Pregnancy Complicated By Hypocalciuric Hypercalcemia

Presentation Number: MON 307
Date of Presentation: April 3rd, 2017

Stephen G Rosen*
Pennsylvania Hospital, Philadelphia, PA


Background: During pregnancy, total serum calcium decreases secondary to lower serum albumin levels; serum ionized calcium remains unchanged. Serum PTH is normal or suppressed during pregnancy. Serum 1,25-dihydroxyvitamin (1,25D) more than doubles during the first trimester and remains elevated throughout the remainder of pregnancy. Hypercalcemia during pregnancy is uncommon with an incidence of 0.03% of woman of reproductive age. In this case, hypercalcemia was discovered at week 12 of pregnancy. Laboratory testing confirmed the presence of hypocalciuric hypercalcemia.

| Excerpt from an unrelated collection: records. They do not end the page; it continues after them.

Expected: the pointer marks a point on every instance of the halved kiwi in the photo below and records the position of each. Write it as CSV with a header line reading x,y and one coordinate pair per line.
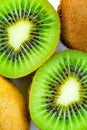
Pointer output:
x,y
13,114
73,18
29,33
58,95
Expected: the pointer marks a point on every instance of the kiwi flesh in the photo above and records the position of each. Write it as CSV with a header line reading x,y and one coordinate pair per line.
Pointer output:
x,y
23,84
73,23
58,94
27,37
12,107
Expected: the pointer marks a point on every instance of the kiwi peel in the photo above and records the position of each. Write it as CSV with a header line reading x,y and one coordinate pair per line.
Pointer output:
x,y
73,23
13,114
27,37
58,96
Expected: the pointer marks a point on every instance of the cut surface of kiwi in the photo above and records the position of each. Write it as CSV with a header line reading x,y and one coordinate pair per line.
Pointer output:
x,y
58,95
73,23
13,114
29,33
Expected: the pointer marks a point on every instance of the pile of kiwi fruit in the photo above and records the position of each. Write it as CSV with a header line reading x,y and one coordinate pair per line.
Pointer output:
x,y
36,82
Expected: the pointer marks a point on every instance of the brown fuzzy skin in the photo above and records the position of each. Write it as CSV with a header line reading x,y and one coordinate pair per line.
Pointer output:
x,y
12,107
73,18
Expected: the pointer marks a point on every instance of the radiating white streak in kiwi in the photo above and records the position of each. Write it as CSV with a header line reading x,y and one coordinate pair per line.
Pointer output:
x,y
53,81
80,67
57,120
29,57
15,38
11,12
4,18
83,79
82,108
20,9
70,119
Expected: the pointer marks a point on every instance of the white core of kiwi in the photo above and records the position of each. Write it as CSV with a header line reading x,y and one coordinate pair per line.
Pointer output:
x,y
69,92
15,37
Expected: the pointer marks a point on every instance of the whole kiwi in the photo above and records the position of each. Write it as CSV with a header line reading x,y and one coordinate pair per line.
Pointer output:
x,y
12,107
58,94
73,18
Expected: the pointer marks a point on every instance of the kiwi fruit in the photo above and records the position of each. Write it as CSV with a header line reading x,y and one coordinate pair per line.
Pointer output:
x,y
73,23
12,107
27,37
23,84
58,94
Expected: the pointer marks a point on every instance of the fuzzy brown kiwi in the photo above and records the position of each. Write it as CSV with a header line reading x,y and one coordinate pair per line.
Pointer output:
x,y
12,107
73,18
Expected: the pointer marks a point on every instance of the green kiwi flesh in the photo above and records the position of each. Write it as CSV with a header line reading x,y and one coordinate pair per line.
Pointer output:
x,y
73,23
58,95
27,37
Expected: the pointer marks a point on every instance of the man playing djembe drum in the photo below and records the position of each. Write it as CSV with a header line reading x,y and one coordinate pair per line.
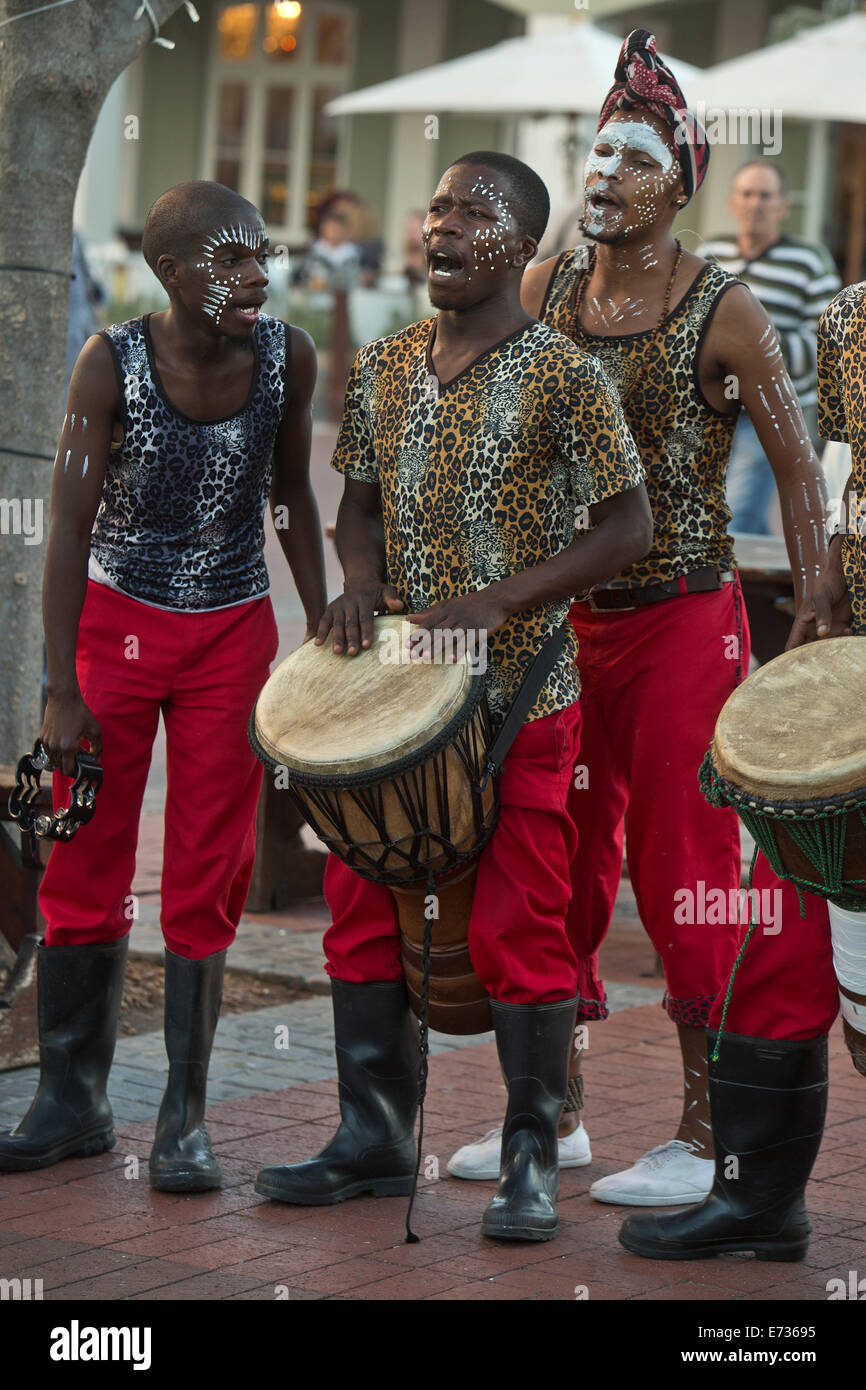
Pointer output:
x,y
769,1093
665,644
473,441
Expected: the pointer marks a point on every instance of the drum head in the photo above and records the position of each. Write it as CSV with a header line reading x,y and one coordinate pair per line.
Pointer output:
x,y
332,719
795,730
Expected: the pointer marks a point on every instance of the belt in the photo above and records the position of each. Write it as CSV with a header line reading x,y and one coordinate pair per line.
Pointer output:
x,y
697,581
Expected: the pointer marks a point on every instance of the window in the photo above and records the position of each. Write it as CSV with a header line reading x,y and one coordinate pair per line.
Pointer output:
x,y
275,66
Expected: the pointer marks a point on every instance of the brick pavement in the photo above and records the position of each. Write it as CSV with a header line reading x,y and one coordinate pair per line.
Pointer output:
x,y
92,1229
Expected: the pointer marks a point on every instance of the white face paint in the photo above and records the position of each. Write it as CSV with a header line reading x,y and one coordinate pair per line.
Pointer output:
x,y
630,148
221,252
488,224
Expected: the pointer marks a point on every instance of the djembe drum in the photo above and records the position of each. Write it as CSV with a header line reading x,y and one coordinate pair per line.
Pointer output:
x,y
388,763
788,755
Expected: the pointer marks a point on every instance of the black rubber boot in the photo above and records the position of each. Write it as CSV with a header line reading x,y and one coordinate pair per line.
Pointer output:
x,y
181,1159
79,991
768,1102
534,1043
377,1062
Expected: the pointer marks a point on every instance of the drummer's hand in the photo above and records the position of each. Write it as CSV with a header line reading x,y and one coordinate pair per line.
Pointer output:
x,y
67,722
478,613
827,609
350,616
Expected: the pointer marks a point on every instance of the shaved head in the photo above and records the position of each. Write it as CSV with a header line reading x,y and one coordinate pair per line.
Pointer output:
x,y
185,214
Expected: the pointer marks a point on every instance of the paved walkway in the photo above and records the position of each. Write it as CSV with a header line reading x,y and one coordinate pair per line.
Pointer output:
x,y
92,1229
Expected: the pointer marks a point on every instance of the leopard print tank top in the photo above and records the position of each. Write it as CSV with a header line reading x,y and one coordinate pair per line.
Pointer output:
x,y
181,520
684,442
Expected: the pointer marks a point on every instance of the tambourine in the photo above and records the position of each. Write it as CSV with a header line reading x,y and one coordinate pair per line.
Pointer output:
x,y
66,822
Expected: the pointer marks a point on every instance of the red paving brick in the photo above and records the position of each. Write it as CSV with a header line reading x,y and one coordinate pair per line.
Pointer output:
x,y
92,1235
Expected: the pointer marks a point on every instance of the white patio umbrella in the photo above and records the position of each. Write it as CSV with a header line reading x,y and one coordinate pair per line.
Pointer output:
x,y
816,75
566,72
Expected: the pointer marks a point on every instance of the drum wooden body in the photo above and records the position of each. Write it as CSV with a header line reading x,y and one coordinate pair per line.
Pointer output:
x,y
387,761
788,755
458,1000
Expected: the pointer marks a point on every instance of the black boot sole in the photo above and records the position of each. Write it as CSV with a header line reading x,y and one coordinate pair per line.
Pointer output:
x,y
772,1250
515,1232
188,1182
366,1187
78,1147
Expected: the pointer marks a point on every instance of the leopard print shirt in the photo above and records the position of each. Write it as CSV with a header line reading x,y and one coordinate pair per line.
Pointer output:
x,y
485,476
841,371
683,441
181,520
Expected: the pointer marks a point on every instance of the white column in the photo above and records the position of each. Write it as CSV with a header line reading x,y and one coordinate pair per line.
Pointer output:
x,y
818,174
96,211
413,157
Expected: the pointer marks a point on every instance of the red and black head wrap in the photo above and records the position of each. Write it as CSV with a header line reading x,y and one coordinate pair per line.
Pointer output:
x,y
641,79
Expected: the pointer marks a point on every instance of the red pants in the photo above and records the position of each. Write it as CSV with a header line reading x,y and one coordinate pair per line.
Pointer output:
x,y
786,984
654,681
203,670
516,936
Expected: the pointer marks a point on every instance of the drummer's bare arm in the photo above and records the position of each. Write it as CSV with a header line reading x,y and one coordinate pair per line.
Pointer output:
x,y
534,285
620,534
827,612
292,498
360,544
92,412
741,359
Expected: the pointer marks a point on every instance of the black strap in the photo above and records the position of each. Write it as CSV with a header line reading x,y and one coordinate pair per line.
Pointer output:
x,y
527,694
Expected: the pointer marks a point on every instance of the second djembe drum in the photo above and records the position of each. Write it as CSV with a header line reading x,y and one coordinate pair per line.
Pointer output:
x,y
388,763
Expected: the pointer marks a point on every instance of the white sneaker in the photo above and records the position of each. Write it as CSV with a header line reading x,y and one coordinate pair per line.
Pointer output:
x,y
666,1176
481,1158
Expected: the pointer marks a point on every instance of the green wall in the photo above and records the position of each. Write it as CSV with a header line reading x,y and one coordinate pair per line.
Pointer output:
x,y
175,91
173,107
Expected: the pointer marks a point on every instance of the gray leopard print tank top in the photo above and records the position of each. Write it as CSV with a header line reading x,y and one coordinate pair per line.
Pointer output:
x,y
181,521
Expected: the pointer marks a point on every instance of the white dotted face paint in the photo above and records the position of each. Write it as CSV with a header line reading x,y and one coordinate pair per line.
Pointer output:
x,y
626,173
470,228
224,280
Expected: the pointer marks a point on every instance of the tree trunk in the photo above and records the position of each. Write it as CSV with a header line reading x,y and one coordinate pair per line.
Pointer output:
x,y
56,70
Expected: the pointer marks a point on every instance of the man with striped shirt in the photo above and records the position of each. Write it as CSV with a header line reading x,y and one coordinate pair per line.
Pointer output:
x,y
794,280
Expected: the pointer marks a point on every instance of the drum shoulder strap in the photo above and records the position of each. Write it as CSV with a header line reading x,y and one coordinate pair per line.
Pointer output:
x,y
526,697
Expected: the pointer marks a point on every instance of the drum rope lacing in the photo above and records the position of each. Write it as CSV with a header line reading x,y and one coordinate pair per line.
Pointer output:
x,y
818,829
423,1050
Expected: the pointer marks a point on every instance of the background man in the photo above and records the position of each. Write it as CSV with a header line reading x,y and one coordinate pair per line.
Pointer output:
x,y
794,280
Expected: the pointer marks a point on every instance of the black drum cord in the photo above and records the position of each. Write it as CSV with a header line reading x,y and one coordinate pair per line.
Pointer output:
x,y
424,1055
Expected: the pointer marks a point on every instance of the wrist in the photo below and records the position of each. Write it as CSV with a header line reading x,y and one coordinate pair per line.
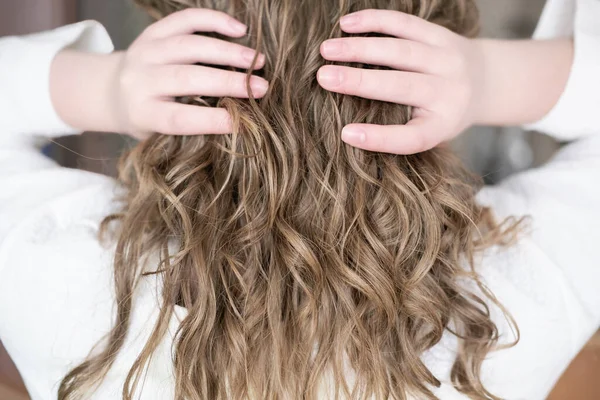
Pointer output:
x,y
82,87
521,81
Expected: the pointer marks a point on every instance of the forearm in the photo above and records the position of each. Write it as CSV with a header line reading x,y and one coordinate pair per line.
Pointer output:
x,y
523,80
80,86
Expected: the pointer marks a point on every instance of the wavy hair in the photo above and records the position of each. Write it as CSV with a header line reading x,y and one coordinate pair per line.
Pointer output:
x,y
298,257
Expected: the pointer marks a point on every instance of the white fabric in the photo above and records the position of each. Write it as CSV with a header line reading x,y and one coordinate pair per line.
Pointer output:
x,y
56,293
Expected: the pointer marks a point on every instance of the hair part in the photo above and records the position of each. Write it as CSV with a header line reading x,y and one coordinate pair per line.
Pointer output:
x,y
299,257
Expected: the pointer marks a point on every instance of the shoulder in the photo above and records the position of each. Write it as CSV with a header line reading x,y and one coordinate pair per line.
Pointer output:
x,y
35,203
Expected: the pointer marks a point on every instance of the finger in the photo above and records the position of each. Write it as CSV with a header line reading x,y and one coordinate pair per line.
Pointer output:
x,y
395,23
169,118
191,49
400,54
399,87
417,136
193,80
193,20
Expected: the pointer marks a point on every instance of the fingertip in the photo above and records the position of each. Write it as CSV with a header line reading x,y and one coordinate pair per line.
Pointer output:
x,y
329,77
350,21
260,61
259,86
354,135
237,28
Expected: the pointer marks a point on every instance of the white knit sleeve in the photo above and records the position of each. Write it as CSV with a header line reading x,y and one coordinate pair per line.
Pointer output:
x,y
25,61
577,112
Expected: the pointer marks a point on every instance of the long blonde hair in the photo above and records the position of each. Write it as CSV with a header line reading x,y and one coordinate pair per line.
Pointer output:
x,y
297,256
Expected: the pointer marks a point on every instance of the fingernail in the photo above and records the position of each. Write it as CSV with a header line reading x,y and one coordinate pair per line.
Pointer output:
x,y
354,136
332,47
329,76
248,55
259,86
349,21
237,26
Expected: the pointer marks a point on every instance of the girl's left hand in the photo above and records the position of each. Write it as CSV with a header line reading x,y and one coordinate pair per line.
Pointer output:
x,y
436,71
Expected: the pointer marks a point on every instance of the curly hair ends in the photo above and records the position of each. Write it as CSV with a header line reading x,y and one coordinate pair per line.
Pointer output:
x,y
298,257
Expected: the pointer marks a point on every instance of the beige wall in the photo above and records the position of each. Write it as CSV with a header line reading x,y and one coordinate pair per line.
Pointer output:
x,y
18,17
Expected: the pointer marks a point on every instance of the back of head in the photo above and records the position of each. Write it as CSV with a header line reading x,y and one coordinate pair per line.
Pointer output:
x,y
297,256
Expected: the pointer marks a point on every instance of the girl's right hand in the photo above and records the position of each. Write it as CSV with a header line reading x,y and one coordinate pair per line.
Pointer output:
x,y
159,67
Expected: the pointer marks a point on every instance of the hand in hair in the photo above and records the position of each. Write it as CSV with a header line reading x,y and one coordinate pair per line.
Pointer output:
x,y
436,71
134,92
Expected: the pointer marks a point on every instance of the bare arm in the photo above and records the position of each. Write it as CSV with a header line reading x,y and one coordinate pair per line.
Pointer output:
x,y
523,80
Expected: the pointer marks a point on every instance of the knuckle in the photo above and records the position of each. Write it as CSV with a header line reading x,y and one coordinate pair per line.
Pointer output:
x,y
175,122
456,62
180,42
181,78
409,50
355,80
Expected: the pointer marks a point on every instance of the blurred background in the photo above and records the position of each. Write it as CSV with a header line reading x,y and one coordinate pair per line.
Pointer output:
x,y
492,152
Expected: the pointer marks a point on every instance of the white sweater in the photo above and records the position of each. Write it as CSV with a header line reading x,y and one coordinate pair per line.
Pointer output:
x,y
56,292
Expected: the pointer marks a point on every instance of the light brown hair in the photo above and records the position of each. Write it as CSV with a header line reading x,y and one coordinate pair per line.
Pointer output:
x,y
298,256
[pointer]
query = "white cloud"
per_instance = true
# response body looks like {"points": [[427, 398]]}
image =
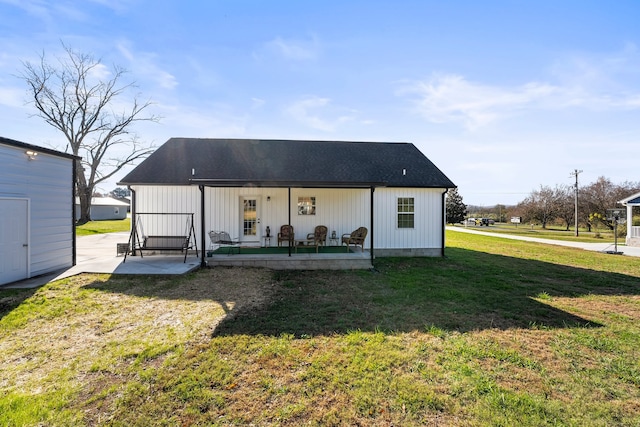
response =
{"points": [[309, 112], [144, 64], [452, 98], [294, 50]]}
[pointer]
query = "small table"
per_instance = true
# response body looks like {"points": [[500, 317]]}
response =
{"points": [[305, 243]]}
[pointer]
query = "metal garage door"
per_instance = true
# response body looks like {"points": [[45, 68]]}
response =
{"points": [[14, 252]]}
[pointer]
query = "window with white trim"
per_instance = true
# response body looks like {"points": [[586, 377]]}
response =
{"points": [[406, 212], [306, 205]]}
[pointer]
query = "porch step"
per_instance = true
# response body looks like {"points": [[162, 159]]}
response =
{"points": [[293, 262]]}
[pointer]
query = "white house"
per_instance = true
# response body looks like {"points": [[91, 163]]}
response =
{"points": [[244, 186], [633, 232], [105, 208], [37, 232]]}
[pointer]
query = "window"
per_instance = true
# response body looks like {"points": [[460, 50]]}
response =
{"points": [[306, 205], [406, 210]]}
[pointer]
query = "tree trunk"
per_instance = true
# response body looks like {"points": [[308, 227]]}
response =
{"points": [[84, 193]]}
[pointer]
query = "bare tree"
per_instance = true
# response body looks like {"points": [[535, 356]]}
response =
{"points": [[541, 205], [566, 204], [72, 97]]}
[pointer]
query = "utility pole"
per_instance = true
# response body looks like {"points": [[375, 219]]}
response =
{"points": [[575, 173]]}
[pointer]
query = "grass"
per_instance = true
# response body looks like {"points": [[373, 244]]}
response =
{"points": [[498, 333], [551, 232], [99, 227]]}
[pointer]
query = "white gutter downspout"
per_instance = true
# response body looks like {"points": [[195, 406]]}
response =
{"points": [[444, 219]]}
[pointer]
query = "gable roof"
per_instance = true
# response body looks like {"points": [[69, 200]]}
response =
{"points": [[277, 163]]}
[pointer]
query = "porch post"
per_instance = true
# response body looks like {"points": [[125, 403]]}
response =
{"points": [[373, 189], [444, 220], [203, 264], [289, 205]]}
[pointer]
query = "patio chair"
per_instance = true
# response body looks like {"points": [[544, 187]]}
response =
{"points": [[286, 235], [356, 238], [222, 239], [319, 235]]}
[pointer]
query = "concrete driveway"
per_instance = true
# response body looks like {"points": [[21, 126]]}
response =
{"points": [[97, 254]]}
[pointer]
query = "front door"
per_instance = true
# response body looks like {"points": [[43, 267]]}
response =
{"points": [[250, 220], [14, 252]]}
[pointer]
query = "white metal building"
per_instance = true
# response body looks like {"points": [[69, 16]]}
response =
{"points": [[37, 232], [244, 186], [633, 231]]}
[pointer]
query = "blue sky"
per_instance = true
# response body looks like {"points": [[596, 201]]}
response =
{"points": [[503, 96]]}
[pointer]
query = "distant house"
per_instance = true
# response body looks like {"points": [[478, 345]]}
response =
{"points": [[37, 231], [633, 232], [105, 208], [245, 186]]}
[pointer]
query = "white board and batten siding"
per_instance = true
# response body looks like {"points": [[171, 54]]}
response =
{"points": [[425, 238], [341, 210], [36, 205]]}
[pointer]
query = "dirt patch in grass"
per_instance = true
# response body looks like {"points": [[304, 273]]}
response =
{"points": [[93, 332]]}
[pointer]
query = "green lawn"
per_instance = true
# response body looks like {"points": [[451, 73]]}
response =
{"points": [[99, 227], [498, 332], [551, 232]]}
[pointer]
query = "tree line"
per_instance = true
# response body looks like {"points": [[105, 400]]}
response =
{"points": [[553, 205]]}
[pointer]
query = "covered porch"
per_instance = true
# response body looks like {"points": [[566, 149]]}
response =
{"points": [[633, 231], [360, 260]]}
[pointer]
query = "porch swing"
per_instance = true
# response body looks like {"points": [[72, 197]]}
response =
{"points": [[165, 232]]}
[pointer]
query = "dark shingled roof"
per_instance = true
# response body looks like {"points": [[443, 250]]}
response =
{"points": [[278, 163]]}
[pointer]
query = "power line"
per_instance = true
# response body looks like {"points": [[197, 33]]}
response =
{"points": [[575, 173]]}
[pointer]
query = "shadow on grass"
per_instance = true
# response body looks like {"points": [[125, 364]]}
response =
{"points": [[12, 298], [466, 291]]}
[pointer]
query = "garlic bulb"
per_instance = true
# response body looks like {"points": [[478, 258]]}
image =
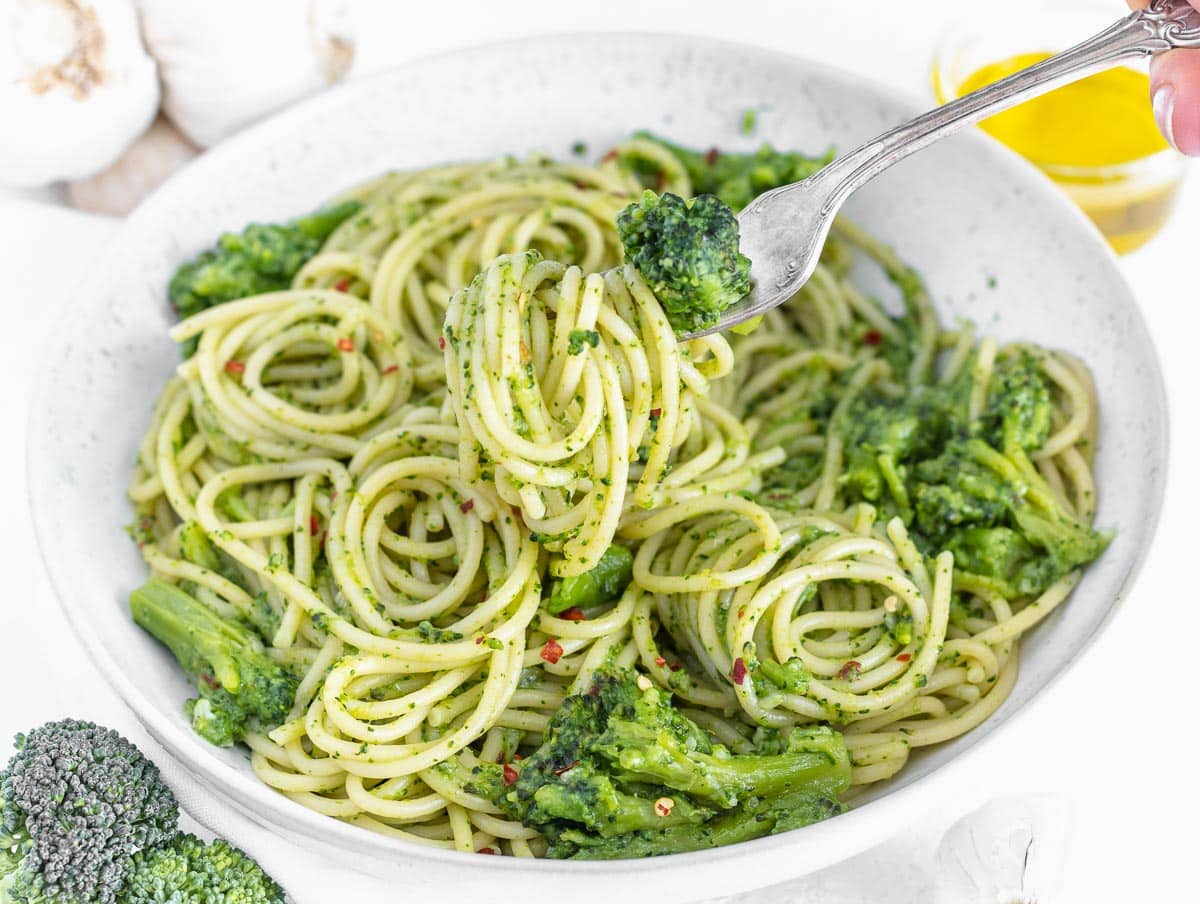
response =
{"points": [[76, 87], [227, 63], [145, 165]]}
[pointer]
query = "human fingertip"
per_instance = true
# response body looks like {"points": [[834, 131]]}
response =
{"points": [[1164, 111]]}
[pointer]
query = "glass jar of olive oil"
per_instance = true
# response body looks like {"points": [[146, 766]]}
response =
{"points": [[1096, 138]]}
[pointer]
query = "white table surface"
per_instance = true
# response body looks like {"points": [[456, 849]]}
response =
{"points": [[1111, 735]]}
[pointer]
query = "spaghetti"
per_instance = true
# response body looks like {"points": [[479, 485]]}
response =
{"points": [[465, 397]]}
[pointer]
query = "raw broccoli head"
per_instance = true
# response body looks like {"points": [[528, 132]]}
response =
{"points": [[190, 872], [77, 803], [240, 684], [688, 253]]}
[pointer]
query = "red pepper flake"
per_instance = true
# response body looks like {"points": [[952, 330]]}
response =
{"points": [[850, 670], [552, 652]]}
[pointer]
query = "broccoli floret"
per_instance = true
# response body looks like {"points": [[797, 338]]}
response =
{"points": [[190, 872], [77, 803], [603, 584], [737, 179], [759, 818], [622, 773], [1019, 411], [240, 686], [967, 485], [688, 253], [259, 258], [977, 503]]}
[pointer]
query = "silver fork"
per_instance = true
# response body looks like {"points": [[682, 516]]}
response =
{"points": [[784, 229]]}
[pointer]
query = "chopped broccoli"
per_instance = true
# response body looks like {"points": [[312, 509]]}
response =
{"points": [[967, 485], [240, 684], [259, 258], [605, 582], [1019, 411], [622, 773], [977, 502], [737, 179], [688, 253], [190, 872], [77, 803]]}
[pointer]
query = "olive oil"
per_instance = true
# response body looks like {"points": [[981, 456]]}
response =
{"points": [[1097, 138]]}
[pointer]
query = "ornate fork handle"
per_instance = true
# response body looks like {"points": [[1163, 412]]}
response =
{"points": [[1163, 25]]}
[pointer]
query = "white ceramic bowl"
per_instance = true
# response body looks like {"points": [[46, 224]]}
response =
{"points": [[997, 244]]}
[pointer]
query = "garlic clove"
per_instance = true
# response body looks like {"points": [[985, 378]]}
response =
{"points": [[1008, 851], [145, 165], [227, 63], [76, 87]]}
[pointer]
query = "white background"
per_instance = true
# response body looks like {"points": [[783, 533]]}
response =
{"points": [[1111, 735]]}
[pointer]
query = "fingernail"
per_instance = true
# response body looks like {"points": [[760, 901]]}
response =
{"points": [[1164, 111]]}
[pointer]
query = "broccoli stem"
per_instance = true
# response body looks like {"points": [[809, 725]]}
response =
{"points": [[238, 681], [603, 584], [642, 754]]}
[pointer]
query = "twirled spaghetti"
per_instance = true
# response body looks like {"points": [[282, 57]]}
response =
{"points": [[466, 396]]}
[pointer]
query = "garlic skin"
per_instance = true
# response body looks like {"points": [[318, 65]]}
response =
{"points": [[145, 165], [76, 88], [225, 64]]}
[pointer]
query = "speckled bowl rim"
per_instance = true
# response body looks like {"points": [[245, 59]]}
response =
{"points": [[817, 845]]}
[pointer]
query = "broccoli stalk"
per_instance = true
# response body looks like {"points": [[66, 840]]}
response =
{"points": [[967, 485], [240, 686], [623, 773], [688, 255], [760, 818], [641, 753], [603, 584], [78, 803], [190, 872], [259, 258]]}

Clinical case: A 32-year-old woman with no significant past medical history was found to have hypercalcemia during an evaluation of a toenail fungal infection at week 12 of her first pregnancy. She stated that her weight had decreased slightly despite a good appetite. She reported fatigue, insomnia, abdominal bloating, nausea, nocturia, and occasional night sweats. Her only medication was a daily prenatal vitamin. Her family history was positive for kidney stones (father), but negative for hypercalcemia. Physical examination was significant for a heart rate of 119 beats/min and regular and a blood pressure of 110/72 mmHg. Her weight was 66.7 kg. Her thyroid gland was normal sized. There was no lymphadenopathy. Cardiopulmonary examination was normal. There was no peripheral edema. Muscular strength was normal. No tremor was present. Laboratory testing revealed a serum calcium concentration of 10.6 mg/dL with a serum albumin concentration of 4.4 g/dL. Her intact serum PTH concentration was 32 pg/mL (normal range 15-65 pg/mL). Her serum levels of 25-hydroxyvitamin D (25D) and 1,25D were 32.2 ng/mL (normal range 30-100 ng/mL) and 93.8 pg/mL (normal range 19.9-79.3 pg/mL), respectively. Her serum TSH concentration was 2.640 mU/L (normal range 0.450-4.500 mU/L). HerHer thyroid ultrasound demonstrated a normal sized gland with no nodules or parathyroid abnormalities. Her 24-hour urine collection revealed a urine calcium creatinine clearance ratio of 0.003. Her CaSR gene analysis revealed a c.413C>T (p.T138M) variant that has been associated with decreased calcium-sensing receptor response. Her serum calcium concentration increased to a maximum of 11.1 mg/dL at week 23. She was scheduled for full-term delivery on November 10, 2016.

Conclusion: This patient has hypocalciuric hypercalcemia. Her elevated serum 1,25D concentration is consistent with the known increase during pregnancy. In a pregnant woman with hypercalcemia, a 24-hour collection for calcium and creatinine excretion should be performed.